RELEASE OF SECOND MORTGAGE AND ASSIGNMENT OF RENTS Know all men by these presents, that THE WINDSOR ORGANIZATION, INC. a corporation organized and doing business under the laws of the State of Nevada, of the County of Sangamon and State of Illinois, does hereby certify that a certain Mortgage and Assignment of Rents bearing date the 10th day of December, A.D. 1981, made and executed by AMERICAN NATIONAL BANK AND TRUST COMPANY OF CHICAGO, AS TRUSTEE UNDER TRUST AGREEMENT DATED AUGUST 20, 1981 AND KNOWN AS TRUST NO. 53586, and recorded in the Recorder's Office of Sangamon County, Illinois, as Document No. 890224, is hereby released, relative to the following described property.

The Plaintiff contends that the introduction of parol evidence to construe this unambiguous release, including Presney's expert testimony, is barred under Illinois law.

Windsor II claims that the document entitled "Release of Second Mortgage and Assignment of Rents" is a "release deed," which "is a written instrument which surrenders full title to a piece of property upon payment or performance of specified conditions." Black's Law Dictionary, 446 (8th ed. 2004).
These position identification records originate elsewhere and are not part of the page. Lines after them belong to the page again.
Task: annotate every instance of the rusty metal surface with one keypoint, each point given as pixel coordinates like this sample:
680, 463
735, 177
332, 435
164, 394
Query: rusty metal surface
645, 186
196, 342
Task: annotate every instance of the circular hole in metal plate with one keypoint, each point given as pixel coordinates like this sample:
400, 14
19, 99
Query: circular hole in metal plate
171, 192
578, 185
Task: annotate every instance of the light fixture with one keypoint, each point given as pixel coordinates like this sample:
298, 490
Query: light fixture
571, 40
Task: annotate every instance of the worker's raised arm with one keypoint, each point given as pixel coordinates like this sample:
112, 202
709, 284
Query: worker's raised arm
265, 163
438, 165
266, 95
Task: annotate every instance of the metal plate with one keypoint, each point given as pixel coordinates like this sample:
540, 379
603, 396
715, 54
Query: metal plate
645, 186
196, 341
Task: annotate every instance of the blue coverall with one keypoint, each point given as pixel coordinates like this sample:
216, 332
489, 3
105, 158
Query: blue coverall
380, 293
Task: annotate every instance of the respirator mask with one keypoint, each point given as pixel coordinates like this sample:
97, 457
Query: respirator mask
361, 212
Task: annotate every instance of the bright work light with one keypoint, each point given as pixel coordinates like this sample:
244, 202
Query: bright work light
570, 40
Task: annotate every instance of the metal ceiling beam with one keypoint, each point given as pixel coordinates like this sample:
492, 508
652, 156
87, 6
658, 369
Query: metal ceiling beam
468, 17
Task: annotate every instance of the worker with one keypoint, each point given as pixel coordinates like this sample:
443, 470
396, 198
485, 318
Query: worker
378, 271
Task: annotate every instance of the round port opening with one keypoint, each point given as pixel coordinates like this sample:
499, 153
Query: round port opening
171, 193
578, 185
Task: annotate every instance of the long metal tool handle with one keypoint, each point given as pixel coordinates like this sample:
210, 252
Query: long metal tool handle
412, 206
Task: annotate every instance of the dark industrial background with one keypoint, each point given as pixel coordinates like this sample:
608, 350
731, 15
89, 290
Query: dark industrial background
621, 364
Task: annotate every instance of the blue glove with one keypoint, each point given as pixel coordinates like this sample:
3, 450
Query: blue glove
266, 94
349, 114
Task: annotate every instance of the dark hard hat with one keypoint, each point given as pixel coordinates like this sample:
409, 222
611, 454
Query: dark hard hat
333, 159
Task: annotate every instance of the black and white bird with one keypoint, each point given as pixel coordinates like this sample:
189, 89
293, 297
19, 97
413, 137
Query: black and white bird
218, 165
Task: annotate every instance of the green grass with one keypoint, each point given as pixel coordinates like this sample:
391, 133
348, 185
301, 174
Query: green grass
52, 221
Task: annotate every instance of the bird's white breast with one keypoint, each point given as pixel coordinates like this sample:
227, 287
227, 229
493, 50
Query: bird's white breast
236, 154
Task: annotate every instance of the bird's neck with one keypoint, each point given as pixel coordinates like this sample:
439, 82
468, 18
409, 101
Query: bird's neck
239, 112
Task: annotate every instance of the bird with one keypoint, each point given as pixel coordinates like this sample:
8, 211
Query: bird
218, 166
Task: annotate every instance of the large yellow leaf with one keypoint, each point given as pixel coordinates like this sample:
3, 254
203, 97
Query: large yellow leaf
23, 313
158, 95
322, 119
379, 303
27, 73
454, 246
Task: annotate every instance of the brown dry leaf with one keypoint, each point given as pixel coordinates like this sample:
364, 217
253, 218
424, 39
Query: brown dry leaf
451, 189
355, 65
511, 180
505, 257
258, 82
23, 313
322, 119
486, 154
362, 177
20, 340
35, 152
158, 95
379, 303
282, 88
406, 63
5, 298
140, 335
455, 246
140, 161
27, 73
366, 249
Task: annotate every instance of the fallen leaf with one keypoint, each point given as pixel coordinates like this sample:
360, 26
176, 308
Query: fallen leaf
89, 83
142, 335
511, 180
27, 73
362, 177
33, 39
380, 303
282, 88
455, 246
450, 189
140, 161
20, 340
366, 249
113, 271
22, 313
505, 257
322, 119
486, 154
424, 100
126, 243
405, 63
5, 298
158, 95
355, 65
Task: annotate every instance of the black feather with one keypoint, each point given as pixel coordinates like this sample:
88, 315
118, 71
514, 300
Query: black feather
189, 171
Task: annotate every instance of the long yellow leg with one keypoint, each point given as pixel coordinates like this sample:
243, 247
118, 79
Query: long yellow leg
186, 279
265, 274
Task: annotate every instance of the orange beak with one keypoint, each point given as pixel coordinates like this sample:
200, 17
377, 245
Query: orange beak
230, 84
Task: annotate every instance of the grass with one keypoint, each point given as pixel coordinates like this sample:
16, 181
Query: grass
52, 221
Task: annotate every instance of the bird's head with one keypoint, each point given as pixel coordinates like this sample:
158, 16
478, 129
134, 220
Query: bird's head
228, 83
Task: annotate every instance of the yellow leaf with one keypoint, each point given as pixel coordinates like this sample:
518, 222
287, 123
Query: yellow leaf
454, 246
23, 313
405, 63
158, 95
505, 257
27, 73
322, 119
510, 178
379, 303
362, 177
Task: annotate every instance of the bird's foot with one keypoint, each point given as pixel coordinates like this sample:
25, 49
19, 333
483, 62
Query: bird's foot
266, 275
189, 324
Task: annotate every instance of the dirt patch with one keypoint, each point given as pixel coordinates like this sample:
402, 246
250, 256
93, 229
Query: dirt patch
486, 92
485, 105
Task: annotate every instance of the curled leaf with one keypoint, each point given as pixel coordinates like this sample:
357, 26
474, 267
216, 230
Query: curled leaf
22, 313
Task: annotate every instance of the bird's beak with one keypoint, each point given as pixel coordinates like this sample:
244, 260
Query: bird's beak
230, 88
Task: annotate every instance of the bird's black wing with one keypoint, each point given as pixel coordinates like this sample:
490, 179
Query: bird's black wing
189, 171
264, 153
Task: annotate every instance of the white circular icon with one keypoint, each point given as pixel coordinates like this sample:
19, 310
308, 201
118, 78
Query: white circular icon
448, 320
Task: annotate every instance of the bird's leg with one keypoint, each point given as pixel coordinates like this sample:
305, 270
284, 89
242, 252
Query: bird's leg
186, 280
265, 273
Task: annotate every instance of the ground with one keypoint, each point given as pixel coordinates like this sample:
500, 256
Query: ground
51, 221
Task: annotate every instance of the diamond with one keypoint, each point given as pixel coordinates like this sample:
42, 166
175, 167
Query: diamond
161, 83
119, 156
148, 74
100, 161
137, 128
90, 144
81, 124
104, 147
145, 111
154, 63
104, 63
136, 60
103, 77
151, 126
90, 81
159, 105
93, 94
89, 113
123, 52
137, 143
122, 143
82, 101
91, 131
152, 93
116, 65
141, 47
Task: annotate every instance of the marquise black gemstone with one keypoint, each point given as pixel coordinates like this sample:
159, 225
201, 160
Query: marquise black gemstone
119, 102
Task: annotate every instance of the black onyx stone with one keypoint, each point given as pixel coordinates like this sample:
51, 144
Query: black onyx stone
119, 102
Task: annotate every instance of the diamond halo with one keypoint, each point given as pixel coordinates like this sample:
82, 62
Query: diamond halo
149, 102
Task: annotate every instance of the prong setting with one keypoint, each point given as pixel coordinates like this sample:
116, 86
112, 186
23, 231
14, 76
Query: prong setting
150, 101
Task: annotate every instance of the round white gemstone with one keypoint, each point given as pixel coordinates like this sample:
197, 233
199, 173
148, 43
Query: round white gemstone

It further alleges that the specific conditions under which this Release was to be recorded is set forth in the Purchase Agreement between Windsor II and 3-B Stores. Moreover, the extrinsic evidence to the Purchase Agreement is the Mortgage Release.

Windsor II further asserts that Plaintiff's reliance upon Farm Credit to argue that the Mortgage Release recorded with the Sangamon County Recorder's Office is a contract to be construed is misplaced. That case involved a transfer of land to a bank in order to avoid foreclosure, pursuant to a release agreement known as a "Deed in Lieu of Foreclosure and Mutual Release of Liability." See Farm Credit, 144 Ill.2d at 444. Windsor II claims that the controlling contract in this case is the Purchase Agreement containing the subornation clause, not the Release of Mortgage recorded in Sangamon County.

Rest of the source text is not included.